Tem dias que a gente se sente um pequeno ponto vermelho em meio a trevas por todos os lados. Em cima, embaixo, do lado esquerdo do peito. Não vê saída, vê, ouve que tudo não vai dar em nada, senta, levanta. Seis meses debaixo da lona de um governo de extrema-direita, que carrega nas costas uma ideologia burra e antiquada. Faz greve, uns vão, outros não vão. Liga no JN, desliga, promete nunca mais ver e segue. Tem dias que a gente se sente como um porquinho-da-índia procurando a casinha premiada como se estivéssemos numa quermesse junina em Conceição do Mato Dentro. Coloca na vitrola quase que a discografia completa de Chico.

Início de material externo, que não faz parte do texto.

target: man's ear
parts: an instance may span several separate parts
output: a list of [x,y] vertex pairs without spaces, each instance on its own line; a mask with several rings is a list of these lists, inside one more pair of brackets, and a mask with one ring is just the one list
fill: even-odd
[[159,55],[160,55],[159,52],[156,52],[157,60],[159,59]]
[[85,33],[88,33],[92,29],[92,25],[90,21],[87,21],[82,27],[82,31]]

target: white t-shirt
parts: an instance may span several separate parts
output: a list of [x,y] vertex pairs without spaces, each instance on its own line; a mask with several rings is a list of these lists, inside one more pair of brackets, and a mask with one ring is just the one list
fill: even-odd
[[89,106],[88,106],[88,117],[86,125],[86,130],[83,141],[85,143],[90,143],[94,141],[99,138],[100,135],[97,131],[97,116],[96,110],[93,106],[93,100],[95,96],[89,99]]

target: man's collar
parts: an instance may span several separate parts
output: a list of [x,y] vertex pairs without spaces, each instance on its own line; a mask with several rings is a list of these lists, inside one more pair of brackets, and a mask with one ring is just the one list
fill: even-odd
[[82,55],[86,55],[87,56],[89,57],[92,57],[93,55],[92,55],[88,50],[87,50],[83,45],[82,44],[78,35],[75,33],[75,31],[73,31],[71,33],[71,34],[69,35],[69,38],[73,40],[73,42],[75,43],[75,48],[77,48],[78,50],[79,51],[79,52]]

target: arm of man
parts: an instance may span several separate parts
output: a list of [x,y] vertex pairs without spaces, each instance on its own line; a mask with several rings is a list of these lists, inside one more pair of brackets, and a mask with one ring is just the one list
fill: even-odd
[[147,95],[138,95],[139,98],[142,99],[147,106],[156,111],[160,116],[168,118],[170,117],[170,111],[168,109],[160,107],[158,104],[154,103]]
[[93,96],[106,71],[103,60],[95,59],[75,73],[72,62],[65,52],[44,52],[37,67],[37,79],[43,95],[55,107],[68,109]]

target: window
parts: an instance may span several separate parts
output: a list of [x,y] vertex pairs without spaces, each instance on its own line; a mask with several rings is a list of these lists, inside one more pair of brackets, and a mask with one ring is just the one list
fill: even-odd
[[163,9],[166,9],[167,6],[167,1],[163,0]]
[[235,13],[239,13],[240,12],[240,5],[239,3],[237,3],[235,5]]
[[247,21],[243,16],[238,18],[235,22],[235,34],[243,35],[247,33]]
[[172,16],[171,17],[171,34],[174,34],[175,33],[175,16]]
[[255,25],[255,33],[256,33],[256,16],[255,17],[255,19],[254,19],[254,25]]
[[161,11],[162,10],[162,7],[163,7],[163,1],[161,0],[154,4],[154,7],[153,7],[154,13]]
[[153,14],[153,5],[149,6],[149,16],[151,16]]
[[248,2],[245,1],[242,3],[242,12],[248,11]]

O que será que será, Vai Passar, Chame o Ladrão!, Cálice, e dá stop em Vai Passar. Sai de Chico, entra em Gil. Andar com fé eu vou, que a fé não costuma faiá.

A velhinha de Taubaté

Quem a julgava morta, ledo engano. Ela está viva, guarda no armário uma camisa amarela da seleção e se excita toda quando entra nas redes sociais e lê Eu Vou. Ela foi em todas. No mesmo armário, numa caixa de sapatos, guarda uma selfie com o Frota e outro com a Joice. Acredita piamente no Jornal Nacional, em todas as fake news que recebeu no ano passado, e que o nosso presidente é mesmo um mito. Ri das suas trapalhadas, dos seus erros de português, das suas patadas, das suas grosserias. Acha que ele é povo. Mesmo quando diz na televisão que não entende nada disso aí, ela concorda com ele e diz “ninguém sabe tudo, eu, por exemplo, também não sei o que é déficit público”. A velhinha de Taubaté está se lixando pra essa discussão sobre usar ou não usar cadeirinha. O neto mais novo dela, que também é chamado de garoto, tem 42 anos. A velhinha de Taubaté não lê mais jornal de papel, prefere se esparramar no sofá e se deleitar com os zap zap que chegam a todo momento. Não sabe, não tem a menor noção do que é The Intercept Brasil. Ela acredita até mesmo que sua aposentadoria vai ser justa e que a revista Veja virou comunista.

O manifestante

Já segurou todo tipo de placa. Fora Dilma e leve o PT junto. Vai pra Cuba. Vai pra Venezuela. Somos milhões de Cunha. Somos todos Moro. Intervenção Militar já! É aquele cara que vestiu uma camisa amarela e saiu por aí. Postou no Face aqueles famosos Eu Vou! e trocou suas fotos no avatar várias vezes. Já foi Aécio, já foi Cunha, já foi Moro, já foi Bozo. O segurador de placas tinha a revista Veja como Bíblia, vivia citando trechos de artigos fake e postando capas de Lula desmanchando, derretendo. Era assinante e agora está esperando apenas a assinatura acabar. Costuma nem tirar mais a revista do plástico e quando o porteiro do seu prédio diz que a sua Veja chegou, ele responde ‘depois eu pego’. O segurador de placas gastou muita caneta Pilot e muitas folhas de cartolina para escrever seus protestos. Suas fotos em manifestações ao lado de Frota, de Joice e de Kim foram compartilhadas entre amigos, o que o deixou feliz da vida. O carregador de placas está esperando uma nova palavra de ordem, vinda quiçá da Globo, seja qual for. Esperando, esperando, esperando, como se fosse um Pedro Pedreiro dos novos tempos.

Os desvalidos

O nome da cidade não importa. Pode ser Anta Gorda, no Rio Grande do Sul, Sombrio, em Santa Catarina, Combinado, em Tocantins, Ressaquinha, em Minas Gerais ou Nova Iorque, no Maranhão. Triste é ver o posto de saúde sem um cubano de jaleco branco, sentado na sua surrada escrivaninha de madeira, conversando com os seus pacientes, o povo do lugar. Agora resta apenas uma mesa vazia, alguns frascos de vacinas vencidas num canto, um rolo de gaze quase no fim, um vidro de álcool misturado com água, um cheiro de acetona no ar. Onde havia conversa, há silêncio, onde havia vida, há risco. Um médico contou que ganhou uma galinha viva como recompensa por ser sido salvo de uma picada de escorpião, na porta do Bar e Lanches do Pereira. Outro ganhou seis ovos caipiras e um terceiro, um bode pronto pro abate. Depois que os cubanos foram embora, o posto de saúde existe apenas no nome. Alguns desavisados ainda chegam aqui para ser consultados e voltam pra casa sem perder a esperança de ver, um dia, a estrela voltar a brilhar no céu.